Hi there.
I tried neo4j-etl cli tool V1.3.1.
This is very fast for importing only nodes, but it seems to be very slowly when relations import.
Is it check the connection target table in the process of generating the CSV?
Details are as follows,
Environment
- Neo4j 3.5.11
- Neo4j ETL Tool V1.3.1
- PostgreSQL
- Server Memory 8g
Situation
RDB(PostgreSQL) has one table for node and relation table like under ER.
There are 3 sets it same structural tables and actually more columns has it.

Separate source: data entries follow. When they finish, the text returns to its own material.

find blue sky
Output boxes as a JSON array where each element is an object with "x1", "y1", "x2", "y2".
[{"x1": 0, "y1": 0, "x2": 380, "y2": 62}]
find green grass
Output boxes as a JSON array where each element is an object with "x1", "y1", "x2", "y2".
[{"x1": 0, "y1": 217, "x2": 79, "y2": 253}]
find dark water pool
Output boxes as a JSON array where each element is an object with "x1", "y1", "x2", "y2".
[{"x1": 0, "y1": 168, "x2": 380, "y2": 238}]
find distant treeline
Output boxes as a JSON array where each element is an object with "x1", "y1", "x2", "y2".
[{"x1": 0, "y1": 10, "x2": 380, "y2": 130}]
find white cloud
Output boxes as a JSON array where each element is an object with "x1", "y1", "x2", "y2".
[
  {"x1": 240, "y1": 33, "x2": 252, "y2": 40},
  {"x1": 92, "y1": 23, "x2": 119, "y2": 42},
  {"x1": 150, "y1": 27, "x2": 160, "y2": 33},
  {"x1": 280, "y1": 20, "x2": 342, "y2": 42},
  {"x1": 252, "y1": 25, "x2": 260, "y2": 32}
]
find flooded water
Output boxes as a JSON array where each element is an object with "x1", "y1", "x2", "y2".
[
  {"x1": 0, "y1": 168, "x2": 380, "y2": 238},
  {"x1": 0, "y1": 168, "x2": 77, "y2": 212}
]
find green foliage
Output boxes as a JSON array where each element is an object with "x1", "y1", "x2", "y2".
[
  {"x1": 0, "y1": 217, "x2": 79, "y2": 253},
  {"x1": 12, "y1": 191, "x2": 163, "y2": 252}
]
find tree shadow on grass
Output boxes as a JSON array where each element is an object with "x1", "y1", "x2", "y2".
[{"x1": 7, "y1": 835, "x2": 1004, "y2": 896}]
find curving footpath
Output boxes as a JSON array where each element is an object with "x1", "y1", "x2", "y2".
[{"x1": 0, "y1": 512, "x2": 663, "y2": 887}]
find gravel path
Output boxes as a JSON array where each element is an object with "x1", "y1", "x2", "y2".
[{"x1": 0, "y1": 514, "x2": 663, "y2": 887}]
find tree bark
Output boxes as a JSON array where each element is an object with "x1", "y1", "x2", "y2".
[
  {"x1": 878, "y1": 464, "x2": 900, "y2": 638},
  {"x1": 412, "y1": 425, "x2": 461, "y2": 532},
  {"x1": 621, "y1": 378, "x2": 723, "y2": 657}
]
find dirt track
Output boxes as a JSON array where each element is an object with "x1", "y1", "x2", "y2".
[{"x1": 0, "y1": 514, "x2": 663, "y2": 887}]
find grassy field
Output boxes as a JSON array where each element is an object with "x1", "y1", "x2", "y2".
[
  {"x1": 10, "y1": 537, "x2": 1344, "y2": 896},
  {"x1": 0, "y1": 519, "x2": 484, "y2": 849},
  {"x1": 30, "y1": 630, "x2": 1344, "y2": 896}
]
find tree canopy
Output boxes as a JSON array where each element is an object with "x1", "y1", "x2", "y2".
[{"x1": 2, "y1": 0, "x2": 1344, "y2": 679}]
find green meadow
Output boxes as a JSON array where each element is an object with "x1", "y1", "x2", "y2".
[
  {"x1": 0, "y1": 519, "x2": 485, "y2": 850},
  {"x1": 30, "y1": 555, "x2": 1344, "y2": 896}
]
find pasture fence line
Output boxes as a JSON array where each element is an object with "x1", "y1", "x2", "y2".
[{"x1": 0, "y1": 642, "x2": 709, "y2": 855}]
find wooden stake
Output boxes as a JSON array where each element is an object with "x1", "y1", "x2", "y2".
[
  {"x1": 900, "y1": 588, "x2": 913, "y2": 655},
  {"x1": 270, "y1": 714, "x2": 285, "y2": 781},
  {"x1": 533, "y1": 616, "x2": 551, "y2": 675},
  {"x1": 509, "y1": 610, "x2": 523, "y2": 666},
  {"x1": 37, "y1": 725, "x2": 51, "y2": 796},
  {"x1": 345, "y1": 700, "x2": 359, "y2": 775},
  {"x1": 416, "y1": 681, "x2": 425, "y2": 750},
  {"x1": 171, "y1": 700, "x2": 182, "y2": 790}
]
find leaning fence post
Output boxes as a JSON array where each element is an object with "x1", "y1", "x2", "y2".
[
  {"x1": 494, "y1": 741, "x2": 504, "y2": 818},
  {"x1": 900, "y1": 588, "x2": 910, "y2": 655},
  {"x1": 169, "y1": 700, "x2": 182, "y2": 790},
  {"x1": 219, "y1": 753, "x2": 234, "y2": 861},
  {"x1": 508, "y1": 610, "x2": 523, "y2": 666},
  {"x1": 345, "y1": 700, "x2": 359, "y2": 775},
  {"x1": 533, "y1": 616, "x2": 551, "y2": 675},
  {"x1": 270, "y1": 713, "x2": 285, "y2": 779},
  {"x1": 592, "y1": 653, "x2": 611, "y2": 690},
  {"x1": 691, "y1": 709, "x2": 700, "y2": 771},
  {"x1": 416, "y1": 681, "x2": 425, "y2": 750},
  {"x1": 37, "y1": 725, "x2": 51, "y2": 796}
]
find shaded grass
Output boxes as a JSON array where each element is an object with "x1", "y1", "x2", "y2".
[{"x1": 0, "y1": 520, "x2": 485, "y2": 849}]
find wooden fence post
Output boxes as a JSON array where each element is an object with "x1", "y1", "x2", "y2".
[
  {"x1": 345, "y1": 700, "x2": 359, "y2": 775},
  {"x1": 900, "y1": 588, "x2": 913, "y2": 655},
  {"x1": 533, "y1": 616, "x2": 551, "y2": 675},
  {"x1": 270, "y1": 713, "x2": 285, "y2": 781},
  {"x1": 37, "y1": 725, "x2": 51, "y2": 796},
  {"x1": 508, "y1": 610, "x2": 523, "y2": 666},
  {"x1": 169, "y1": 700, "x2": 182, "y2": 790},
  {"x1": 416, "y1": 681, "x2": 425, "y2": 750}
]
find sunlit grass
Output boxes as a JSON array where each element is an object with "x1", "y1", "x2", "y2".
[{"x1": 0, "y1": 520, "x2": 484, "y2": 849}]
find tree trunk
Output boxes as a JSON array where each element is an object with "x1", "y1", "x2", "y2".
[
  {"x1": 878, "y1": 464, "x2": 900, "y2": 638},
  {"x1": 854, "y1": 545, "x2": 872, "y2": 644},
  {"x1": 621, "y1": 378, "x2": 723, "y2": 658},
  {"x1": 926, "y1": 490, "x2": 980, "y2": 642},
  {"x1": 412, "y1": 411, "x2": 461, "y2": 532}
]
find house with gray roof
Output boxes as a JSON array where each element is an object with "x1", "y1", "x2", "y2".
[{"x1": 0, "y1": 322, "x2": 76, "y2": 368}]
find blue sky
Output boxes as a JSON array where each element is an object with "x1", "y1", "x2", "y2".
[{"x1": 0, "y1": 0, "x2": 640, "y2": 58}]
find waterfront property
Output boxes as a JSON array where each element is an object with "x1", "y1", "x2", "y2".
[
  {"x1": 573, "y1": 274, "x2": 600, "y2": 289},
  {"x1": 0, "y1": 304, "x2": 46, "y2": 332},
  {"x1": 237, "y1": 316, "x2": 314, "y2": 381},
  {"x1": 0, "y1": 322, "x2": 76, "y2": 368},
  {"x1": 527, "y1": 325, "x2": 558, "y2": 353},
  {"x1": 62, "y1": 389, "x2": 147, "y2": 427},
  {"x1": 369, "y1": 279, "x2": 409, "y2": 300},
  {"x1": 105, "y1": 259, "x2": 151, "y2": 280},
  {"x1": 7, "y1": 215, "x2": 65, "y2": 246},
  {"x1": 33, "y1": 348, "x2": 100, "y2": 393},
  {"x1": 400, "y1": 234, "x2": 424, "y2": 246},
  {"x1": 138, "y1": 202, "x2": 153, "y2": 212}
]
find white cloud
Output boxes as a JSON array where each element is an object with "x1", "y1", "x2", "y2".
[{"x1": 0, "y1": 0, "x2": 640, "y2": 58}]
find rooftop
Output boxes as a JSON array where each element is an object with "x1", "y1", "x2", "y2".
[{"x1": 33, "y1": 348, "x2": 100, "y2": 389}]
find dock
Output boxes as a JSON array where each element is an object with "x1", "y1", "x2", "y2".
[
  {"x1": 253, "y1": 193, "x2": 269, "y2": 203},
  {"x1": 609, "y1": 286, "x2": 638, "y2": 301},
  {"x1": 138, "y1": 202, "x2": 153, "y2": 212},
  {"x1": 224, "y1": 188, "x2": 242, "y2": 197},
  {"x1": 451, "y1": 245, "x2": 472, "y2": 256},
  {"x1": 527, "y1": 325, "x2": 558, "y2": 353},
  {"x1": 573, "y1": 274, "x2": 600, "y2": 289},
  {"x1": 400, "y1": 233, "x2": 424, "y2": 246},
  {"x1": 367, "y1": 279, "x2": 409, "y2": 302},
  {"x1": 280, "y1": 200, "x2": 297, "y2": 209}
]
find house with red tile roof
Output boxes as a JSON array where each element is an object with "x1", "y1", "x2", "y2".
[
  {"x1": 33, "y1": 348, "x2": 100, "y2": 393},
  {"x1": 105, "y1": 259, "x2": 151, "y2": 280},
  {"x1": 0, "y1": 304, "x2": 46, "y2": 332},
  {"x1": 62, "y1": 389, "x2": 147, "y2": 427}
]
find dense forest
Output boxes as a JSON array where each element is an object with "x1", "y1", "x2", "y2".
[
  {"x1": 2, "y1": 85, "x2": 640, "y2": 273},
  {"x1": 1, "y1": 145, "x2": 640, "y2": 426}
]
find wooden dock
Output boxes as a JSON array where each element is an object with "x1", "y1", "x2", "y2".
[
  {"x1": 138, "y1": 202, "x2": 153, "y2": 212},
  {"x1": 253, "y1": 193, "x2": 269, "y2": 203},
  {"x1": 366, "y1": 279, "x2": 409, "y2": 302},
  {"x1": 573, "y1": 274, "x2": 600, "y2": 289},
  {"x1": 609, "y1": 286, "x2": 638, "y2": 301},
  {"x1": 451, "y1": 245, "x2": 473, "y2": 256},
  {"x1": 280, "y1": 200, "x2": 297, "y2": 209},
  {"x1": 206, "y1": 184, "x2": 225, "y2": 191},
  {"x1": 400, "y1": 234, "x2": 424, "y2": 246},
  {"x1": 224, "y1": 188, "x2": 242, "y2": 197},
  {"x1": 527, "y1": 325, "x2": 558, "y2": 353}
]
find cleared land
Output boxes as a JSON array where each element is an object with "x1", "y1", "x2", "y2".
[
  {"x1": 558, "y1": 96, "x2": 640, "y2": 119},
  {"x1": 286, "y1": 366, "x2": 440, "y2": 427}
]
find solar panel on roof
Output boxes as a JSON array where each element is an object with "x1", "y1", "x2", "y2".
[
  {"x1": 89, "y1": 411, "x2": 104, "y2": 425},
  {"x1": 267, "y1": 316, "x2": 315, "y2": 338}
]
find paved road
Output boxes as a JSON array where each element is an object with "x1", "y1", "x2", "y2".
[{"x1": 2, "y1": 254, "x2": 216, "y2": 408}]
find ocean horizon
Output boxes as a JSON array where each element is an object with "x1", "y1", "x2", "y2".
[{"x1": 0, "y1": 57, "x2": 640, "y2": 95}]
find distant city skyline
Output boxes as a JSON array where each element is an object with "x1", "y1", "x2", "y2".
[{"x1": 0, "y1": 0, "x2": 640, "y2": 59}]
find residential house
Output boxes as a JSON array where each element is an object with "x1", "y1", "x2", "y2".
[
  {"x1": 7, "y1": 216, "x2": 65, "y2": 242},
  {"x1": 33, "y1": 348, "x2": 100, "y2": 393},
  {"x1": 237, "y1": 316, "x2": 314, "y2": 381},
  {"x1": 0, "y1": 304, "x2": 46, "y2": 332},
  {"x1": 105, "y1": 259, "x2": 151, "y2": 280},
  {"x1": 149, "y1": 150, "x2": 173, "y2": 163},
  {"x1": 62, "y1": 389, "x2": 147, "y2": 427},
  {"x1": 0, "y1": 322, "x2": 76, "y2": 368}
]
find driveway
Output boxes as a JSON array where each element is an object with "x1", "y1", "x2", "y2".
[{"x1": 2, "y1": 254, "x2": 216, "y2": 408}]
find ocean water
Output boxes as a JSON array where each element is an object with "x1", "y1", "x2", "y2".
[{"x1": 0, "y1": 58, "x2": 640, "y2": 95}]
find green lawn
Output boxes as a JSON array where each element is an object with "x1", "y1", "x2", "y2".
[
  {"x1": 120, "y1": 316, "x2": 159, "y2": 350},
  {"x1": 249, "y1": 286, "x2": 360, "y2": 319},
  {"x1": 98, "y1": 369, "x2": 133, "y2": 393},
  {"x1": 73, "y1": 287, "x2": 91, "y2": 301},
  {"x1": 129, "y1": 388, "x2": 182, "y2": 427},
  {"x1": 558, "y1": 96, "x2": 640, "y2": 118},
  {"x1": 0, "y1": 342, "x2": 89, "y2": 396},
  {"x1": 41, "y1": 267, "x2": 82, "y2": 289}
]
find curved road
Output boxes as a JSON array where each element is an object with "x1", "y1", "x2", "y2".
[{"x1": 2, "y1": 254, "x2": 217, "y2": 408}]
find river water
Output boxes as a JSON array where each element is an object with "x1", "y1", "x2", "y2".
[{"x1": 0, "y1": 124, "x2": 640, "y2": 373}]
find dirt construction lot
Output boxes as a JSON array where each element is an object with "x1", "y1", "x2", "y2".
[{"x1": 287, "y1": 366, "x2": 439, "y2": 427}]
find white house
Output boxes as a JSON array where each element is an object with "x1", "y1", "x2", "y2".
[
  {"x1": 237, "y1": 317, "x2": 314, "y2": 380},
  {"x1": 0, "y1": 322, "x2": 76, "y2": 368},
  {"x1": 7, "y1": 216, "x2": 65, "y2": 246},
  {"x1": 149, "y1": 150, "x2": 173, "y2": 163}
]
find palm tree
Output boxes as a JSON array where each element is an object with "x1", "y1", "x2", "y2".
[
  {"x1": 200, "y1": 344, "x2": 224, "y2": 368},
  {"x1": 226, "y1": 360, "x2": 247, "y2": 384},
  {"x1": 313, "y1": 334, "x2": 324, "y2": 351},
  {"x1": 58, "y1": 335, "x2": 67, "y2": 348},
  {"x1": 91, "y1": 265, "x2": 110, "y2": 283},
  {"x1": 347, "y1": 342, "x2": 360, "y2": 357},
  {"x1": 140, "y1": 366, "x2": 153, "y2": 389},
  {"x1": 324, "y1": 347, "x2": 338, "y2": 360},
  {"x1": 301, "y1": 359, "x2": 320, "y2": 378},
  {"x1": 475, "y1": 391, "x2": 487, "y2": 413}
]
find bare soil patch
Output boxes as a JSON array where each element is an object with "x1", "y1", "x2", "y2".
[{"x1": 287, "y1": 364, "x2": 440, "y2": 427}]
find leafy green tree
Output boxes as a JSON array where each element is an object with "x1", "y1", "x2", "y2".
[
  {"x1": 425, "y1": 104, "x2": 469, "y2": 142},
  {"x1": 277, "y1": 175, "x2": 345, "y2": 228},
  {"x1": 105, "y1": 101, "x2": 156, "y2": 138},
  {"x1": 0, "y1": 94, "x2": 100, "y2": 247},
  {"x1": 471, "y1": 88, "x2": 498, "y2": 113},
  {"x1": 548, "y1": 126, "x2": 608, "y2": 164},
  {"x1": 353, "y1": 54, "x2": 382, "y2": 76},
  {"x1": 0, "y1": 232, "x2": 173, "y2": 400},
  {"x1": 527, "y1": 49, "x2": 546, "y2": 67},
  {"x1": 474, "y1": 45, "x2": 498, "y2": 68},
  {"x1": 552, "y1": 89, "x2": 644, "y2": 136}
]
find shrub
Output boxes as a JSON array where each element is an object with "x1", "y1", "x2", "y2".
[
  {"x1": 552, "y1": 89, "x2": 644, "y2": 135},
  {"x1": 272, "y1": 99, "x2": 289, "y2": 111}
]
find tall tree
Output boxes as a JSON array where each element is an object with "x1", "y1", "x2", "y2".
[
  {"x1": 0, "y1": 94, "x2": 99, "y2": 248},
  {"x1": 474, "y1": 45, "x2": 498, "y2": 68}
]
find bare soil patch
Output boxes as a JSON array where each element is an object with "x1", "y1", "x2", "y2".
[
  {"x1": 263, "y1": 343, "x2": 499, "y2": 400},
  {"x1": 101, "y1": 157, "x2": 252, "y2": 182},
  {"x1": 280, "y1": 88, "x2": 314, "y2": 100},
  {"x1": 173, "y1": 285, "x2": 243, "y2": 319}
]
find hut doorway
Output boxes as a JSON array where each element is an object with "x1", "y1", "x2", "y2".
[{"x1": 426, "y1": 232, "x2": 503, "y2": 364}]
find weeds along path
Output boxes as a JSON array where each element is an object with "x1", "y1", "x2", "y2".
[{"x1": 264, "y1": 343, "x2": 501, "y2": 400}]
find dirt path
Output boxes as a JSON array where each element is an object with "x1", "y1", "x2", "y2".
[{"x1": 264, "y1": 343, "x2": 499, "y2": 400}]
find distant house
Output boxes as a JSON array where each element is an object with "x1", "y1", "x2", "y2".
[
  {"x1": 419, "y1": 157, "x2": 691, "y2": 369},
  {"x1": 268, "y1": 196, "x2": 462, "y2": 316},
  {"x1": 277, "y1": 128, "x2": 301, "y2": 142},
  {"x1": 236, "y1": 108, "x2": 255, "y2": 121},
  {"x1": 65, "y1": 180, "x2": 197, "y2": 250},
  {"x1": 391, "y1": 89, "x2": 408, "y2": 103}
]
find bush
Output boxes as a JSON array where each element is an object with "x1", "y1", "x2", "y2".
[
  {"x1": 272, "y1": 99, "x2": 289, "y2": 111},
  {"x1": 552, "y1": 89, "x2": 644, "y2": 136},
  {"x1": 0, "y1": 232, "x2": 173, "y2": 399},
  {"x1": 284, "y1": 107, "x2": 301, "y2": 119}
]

I edited the mapping.json like this.
[ {
"name" : "NODE1_db1",
"schema" : "db1",
"graph-object-type" : "Node",
"sql" : "SELECT id FROM db1.company AS company",
"mappings" : [ {
"column" : {
"type" : "CompositeColumn",
"table" : "company",
"schema" : "db1",
"role" : "PrimaryKey",
"columns" : [ {
"type" : "SimpleColumn",
"role" : "Data",
"table" : "company",
"schema" : "db1",
"name" : "id",
"alias" : "id",
"sql-data-type" : "INTEGER",
"column-value-selection-strategy" : "SelectColumnValue"
} ]
},
"field" : {
"type" : "Id",
"name" : "",
"id-space" : "db1.company"
}
}]}, {
"name" : "Relation_db1",
"schema" : "db1",
"graph-object-type" : "Relation",
"sql" : "SELECT start_id, end_id, relation_type FROM (SELECT start_id, end_id, relation_type FROM db1.company AS start_company JOIN db1.relation AS relation ON start_company.id = relation.start_id JOIN db1.company AS end_company ON end_company.id = relation.end_id) AS company_relation",
"mappings" : [ {
"column" : {
"type" : "SimpleColumn",
"role" : "Data",
"table" : "company",
"schema" : "db1",
"name" : "start_id",
"alias" : "start_id",
"sql-data-type" : "INTEGER",
"column-value-selection-strategy" : "SelectColumnValue"
},
"field" : {
"type" : "startId",
"name" : "start_id",
"id-space" : "db1.company_relation"
}},{
"column" : {
"type" : "SimpleColumn",
"role" : "Data",
"table" : "company",
"schema" : "db1",
"name" : "end_id",
"alias" : "end_id",
"sql-data-type" : "INTEGER",
"column-value-selection-strategy" : "SelectColumnValue"
},
"field" : {
"type" : "endId",
"name" : "end_id",
"id-space" : "db1.company_relation"
}}, {
"column" : {
"type" : "SimpleColumn",
"role" : "Data",
"table" : "company",
"schema" : "db1",
"name" : "relation_type",
"alias" : "relation_type",
"sql-data-type" : "INTEGER",
"column-value-selection-strategy" : "SelectColumnValue"
},
"field" : {
"type" : "RELATION_TYPE",
"name" : "relation_type",
"id-space" : "db1.company_relation"
}
}]
}
]
The number of result records is 700,000 nodes and 2,500,000 relations.
Result
10300s, about 3 hours..
When I deleted the description of Relation and tried to execute it only on the node, it ended in about 20 seconds. Searching the RDB with SQL alone takes only a few seconds, so I think that there is something in the Neo4j ETL logic.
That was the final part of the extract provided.